Lately I’ve been overwhelmed. So what else is new, right? My eyes are always bigger than my stomach when it comes to what I think I can devour in any given day. But during landscaping season, the feeling is particularly pronounced, because the nature of the work is so physically draining. And when I’m tired, my brain stops working. I can keep on shoveling compost like the Energizer bunny, but don’t expect me to be able to design a drip system. Writing, naturally, is completely out. Basic words elude me. The idea of stringing several thoughts together is enough to make me whine like a sleep-deprived two-year-old. Hence, I tend to do my landscaping in the summer and my writing in the winter. But this year I’ve been attempting to do it all.
Screenwriter/playwright Cynthia Whitcomb talks about the Cycle of Creativity. In it she describes three parts. Brahma is the lightening strike of inspiration that sparks your story ideas. Vishnu is the period of work, when your inspiration drives you to complete your goals. Shiva is the time of rest, of doing nothing. In America we value Brahma and Vishnu, but tend to negate Shiva. Yet we need this time of stillness to recharge our batteries so we can get that spark of inspiration for the next cycle.
In my own life, I’ve found that summer is my Shiva. Sure, I’m doing physical labor, but I’m giving my mind a break. For me, writing is a Yin experience. It’s almost meditative. I can force myself to do it on the fly, but it’s difficult, unpleasant, and generally uninspired. My landscaping, on the other hand, is very Yang. It’s a welcome relief after a winter spent expending mental energy. I’ve been beating myself up for not being able (or willing) to come home from a day of slinging compost to crank out a chapter. But my friend Barb told me yesterday that it’s perfectly okay for me to write in the winter and landscape in the summer. That’s my cycle.

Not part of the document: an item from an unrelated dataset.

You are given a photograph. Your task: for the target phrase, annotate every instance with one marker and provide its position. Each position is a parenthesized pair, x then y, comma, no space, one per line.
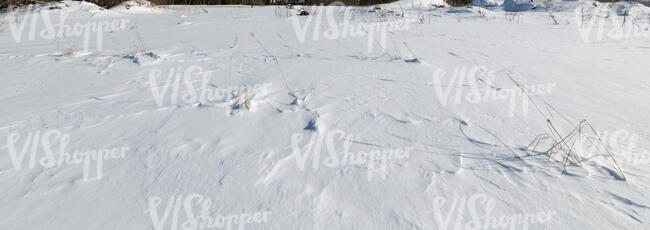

So what exactly is an I am the Universe day? Several years ago I read a book by children’s author Barbara Corcoran titled I am the Universe. In it, the protagonist’s 8-year-old brother, who’s a genius, proclaims that he is the universe, and that everyone else is, too. That idea really resonated with me. I liked the thought that we are all part of everything, and everything is part of us. How empowering. How reassuring. How grounding.
Back when I was racing stock cars and would be lined up before my event—heart rate rivaling the RPMs of the car’s engine—I’d focus on the horizon and chant to myself, I am the universe. It always calmed me. But the phrase isn’t just a meditative mantra. It’s also a song of celebration, an expression of gratitude. I often find myself caught up in the splendor of a particularly stunning sunny day, feeling that kid-like, Christmas-morning delight over being granted yet another summer. And on days like this, those words come whispering back, I am the universe. Guess what? You are, too.